Poi è arrivata la nota della Procura della Repubblica di Cuneo, che ha fornito una ricostruzione ben più articolata dei fatti avvenuti il 4 giugno scorso in corso Giolitti.
Secondo quanto riferito dall’autorità giudiziaria, l’intervento dei carabinieri è scattato per una segnalazione di litigio. La situazione è poi degenerata quando una donna avrebbe impugnato un oggetto in ceramica rotto, minacciando gesti autolesionistici e rivolgendo poi l’azione contro un militare.
A quel punto sarebbe stato utilizzato il taser per interrompere la condotta aggressiva. La Procura ha precisato che, allo stato attuale, l’intervento non risulterebbe eccedere i limiti di una causa di giustificazione.
Sul caso è intervenuto anche il Nuovo Sindacato Carabinieri, richiamando la necessità di attendere gli accertamenti completi prima di esprimere giudizi e sottolineando il rischio di valutazioni distorte generate da immagini parziali e reazioni immediate sui social.
Nel suo intervento, il sindacato ha inoltre ribadito il ruolo del taser come strumento operativo intermedio nelle situazioni ad alto rischio.
Una dinamica che, ancora una volta, mostra come pochi secondi di video possano anticipare e condizionare il dibattito pubblico rispetto alla ricostruzione completa dei fatti.

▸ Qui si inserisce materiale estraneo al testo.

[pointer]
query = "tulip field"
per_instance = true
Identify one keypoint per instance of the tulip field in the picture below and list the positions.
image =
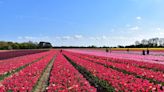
(77, 70)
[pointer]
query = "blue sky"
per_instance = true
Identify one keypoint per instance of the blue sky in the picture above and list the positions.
(81, 22)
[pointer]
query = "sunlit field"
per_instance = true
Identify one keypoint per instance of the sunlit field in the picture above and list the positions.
(78, 70)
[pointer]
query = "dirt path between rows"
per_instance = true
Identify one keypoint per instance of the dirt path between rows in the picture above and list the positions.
(43, 81)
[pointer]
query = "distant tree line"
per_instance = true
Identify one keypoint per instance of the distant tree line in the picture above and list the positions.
(25, 45)
(147, 43)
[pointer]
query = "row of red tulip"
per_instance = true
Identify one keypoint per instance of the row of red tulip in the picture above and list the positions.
(25, 80)
(155, 75)
(65, 78)
(119, 80)
(14, 63)
(17, 53)
(140, 64)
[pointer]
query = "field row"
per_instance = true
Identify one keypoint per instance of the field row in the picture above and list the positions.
(119, 75)
(75, 72)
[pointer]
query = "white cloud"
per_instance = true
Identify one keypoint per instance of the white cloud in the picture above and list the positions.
(66, 37)
(134, 28)
(127, 25)
(78, 36)
(158, 28)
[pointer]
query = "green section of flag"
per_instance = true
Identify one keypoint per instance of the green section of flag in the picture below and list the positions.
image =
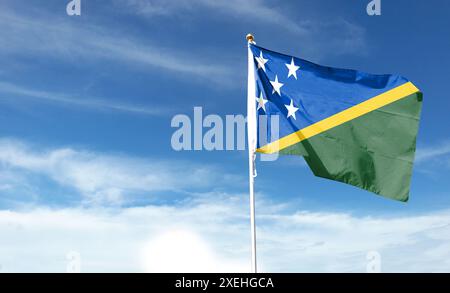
(374, 152)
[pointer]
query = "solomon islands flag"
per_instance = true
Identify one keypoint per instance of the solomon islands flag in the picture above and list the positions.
(350, 126)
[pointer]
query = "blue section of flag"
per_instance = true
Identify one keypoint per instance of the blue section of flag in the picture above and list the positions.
(307, 92)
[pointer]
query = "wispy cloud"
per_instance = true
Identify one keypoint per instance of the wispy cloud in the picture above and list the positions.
(39, 34)
(10, 92)
(214, 231)
(258, 10)
(109, 178)
(334, 36)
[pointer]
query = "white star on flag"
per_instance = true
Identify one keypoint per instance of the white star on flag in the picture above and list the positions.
(292, 69)
(291, 110)
(261, 102)
(276, 86)
(261, 61)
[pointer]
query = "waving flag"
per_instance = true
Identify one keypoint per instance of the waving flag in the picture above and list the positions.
(350, 126)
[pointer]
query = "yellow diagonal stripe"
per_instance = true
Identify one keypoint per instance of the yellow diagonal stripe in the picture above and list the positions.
(356, 111)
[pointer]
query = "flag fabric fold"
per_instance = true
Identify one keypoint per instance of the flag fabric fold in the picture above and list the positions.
(350, 126)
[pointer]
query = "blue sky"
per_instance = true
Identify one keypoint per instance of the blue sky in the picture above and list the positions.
(86, 163)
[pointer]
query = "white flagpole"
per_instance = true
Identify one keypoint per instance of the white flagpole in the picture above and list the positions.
(252, 135)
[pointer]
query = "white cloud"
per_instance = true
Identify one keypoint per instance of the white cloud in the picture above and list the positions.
(211, 234)
(251, 10)
(39, 34)
(107, 178)
(86, 102)
(331, 36)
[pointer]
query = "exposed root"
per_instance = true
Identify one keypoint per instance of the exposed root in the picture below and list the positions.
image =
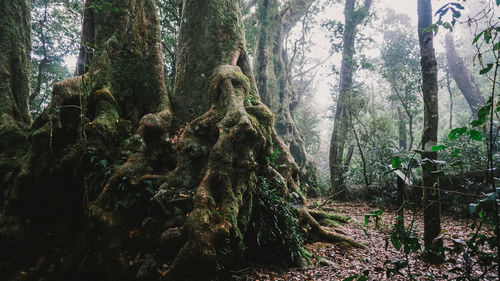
(320, 215)
(318, 232)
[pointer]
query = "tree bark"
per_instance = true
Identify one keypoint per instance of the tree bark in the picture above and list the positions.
(15, 47)
(341, 121)
(402, 189)
(431, 196)
(462, 76)
(114, 188)
(450, 93)
(273, 78)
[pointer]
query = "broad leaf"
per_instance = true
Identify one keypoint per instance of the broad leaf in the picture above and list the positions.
(486, 69)
(475, 135)
(457, 132)
(396, 162)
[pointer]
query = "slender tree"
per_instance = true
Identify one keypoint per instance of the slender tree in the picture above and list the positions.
(133, 184)
(15, 47)
(353, 17)
(462, 76)
(431, 196)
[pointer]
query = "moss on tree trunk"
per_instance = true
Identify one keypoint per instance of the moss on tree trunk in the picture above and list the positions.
(15, 47)
(431, 195)
(114, 188)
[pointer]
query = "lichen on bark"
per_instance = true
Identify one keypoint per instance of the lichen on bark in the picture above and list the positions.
(129, 192)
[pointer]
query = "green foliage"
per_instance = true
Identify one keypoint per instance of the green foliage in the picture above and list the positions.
(273, 228)
(55, 35)
(271, 159)
(375, 215)
(170, 12)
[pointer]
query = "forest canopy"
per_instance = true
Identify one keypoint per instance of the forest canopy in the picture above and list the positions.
(249, 140)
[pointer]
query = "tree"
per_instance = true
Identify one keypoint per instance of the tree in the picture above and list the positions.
(55, 27)
(15, 46)
(401, 69)
(353, 17)
(462, 76)
(143, 190)
(274, 77)
(431, 196)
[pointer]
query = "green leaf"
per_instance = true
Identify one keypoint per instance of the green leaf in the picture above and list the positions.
(395, 242)
(438, 148)
(475, 135)
(419, 151)
(477, 123)
(433, 27)
(396, 162)
(457, 132)
(484, 111)
(486, 69)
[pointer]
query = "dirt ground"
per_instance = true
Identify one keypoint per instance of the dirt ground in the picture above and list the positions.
(345, 262)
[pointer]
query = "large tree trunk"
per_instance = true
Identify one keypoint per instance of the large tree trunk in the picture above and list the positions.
(273, 78)
(341, 121)
(15, 47)
(431, 197)
(113, 188)
(462, 76)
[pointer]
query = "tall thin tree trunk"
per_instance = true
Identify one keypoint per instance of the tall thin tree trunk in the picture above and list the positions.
(15, 47)
(277, 94)
(341, 120)
(431, 195)
(450, 93)
(462, 76)
(400, 182)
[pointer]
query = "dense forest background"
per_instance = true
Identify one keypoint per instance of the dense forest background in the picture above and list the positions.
(188, 140)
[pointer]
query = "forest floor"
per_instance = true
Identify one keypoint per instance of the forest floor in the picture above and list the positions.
(346, 262)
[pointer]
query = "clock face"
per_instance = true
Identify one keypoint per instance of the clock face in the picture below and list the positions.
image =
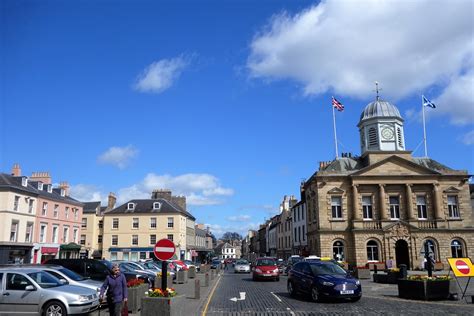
(387, 133)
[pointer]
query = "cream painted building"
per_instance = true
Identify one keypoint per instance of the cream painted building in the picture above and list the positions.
(132, 229)
(387, 203)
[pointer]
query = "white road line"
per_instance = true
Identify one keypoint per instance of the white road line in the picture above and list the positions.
(279, 300)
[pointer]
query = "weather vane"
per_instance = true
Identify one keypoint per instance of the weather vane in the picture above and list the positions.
(377, 89)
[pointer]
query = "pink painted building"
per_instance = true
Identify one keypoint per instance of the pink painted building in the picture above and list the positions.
(58, 220)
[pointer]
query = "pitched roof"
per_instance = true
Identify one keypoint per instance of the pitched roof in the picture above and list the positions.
(146, 206)
(9, 182)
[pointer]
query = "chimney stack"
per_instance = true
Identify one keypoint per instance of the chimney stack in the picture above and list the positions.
(65, 186)
(111, 201)
(41, 176)
(16, 170)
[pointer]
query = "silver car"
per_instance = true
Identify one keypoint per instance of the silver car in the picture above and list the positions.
(31, 291)
(242, 266)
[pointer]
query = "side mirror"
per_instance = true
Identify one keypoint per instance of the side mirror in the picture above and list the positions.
(30, 288)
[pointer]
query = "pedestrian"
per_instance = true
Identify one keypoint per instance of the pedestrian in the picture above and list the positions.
(116, 287)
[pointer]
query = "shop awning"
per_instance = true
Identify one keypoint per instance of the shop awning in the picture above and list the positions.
(51, 250)
(70, 246)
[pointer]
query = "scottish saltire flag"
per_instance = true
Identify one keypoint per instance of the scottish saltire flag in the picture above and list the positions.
(427, 102)
(338, 105)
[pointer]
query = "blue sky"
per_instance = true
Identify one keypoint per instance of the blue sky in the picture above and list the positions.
(226, 102)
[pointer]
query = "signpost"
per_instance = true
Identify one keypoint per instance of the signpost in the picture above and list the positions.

Resta naturalmente il lavoro della magistratura, che dovrà completare tutti gli accertamenti del caso.
Ma una lezione emerge già con chiarezza da questa vicenda: trasformare un video di pochi secondi in una verità assoluta è una deriva che continua a ripetersi. E troppo spesso il processo mediatico corre molto più veloce dei fatti, alimentato da un clima di rabbia permanente che cambia bersaglio con impressionante rapidità, ma raramente cambia tono.